Tutorial: Creating an RCC Plugin

Table of Contents

 

Introduction

QCAD comes with a powerful script interface that allows users to add their own custom menus and tools.

RCC plugins offer an easy way to pack a set of such custom QCAD scripts into one single file for easy distribution to its end users. An RCC file is essentially a virtual file system that contains files and directories. RCC files can also be compressed to reduce the file size. While the same can also be achieved through a C++ plugin that contains these resources, an RCC plugin is much easier to create as we do not need a C++ development environment and we don't have to write a single line of C++ code. We only need the rcc utility that comes with every Qt installation.

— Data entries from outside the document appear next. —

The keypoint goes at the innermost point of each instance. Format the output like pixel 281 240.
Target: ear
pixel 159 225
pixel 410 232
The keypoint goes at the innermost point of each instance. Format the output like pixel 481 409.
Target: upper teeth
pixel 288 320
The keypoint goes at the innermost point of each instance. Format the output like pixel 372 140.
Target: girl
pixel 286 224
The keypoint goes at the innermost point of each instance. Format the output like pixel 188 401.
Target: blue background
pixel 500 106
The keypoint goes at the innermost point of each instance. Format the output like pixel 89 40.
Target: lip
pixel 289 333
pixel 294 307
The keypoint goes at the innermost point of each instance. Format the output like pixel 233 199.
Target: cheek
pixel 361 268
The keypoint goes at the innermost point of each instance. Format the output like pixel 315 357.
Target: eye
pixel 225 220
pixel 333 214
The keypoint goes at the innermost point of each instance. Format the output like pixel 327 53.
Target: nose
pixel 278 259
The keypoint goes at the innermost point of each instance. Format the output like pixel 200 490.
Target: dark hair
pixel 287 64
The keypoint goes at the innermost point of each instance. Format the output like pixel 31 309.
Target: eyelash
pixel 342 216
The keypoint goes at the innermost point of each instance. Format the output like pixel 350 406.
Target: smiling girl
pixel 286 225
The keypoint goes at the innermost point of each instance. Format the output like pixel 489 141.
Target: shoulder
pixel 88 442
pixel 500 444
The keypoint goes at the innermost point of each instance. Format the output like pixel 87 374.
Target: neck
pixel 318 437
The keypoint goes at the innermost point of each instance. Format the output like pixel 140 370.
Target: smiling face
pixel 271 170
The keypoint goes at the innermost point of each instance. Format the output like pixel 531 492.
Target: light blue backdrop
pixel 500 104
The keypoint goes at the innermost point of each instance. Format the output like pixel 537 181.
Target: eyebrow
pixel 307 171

The exact same RCC plugin file works on all supported platforms (Windows, macOS, Linux / 32bit, 64bit, arm64).

Preparing the Script Files

To pack our custom scripts, we place them into a folder named "scripts" and sub folders as appropriate. For this example, we assume that we want to pack two custom tools called "MyTool1" and "MyTool2" into a single plugin file named "MyPlugin.rcc". The structure of our directories and files looks like this:

  •  scripts
    • MyTool1
      • MyTool1.js
      • MyTool1.svg
    • MyTool2
      • MyTool2.js
      • MyTool2.svg
  • MyPlugin.json

MyTool1.js and MyTool2.js are the script implementations of our new tools and MyTool1.svg and MyTool2.svg are their icons.

MyPlugin.json is a JSON file with metadata about our plugin.

Metadata JSON File

To tell QCAD more about our plugin, we need to include a simple metadata file with some information about our plugin. This information is shown in the about dialog of QCAD under "Plugins".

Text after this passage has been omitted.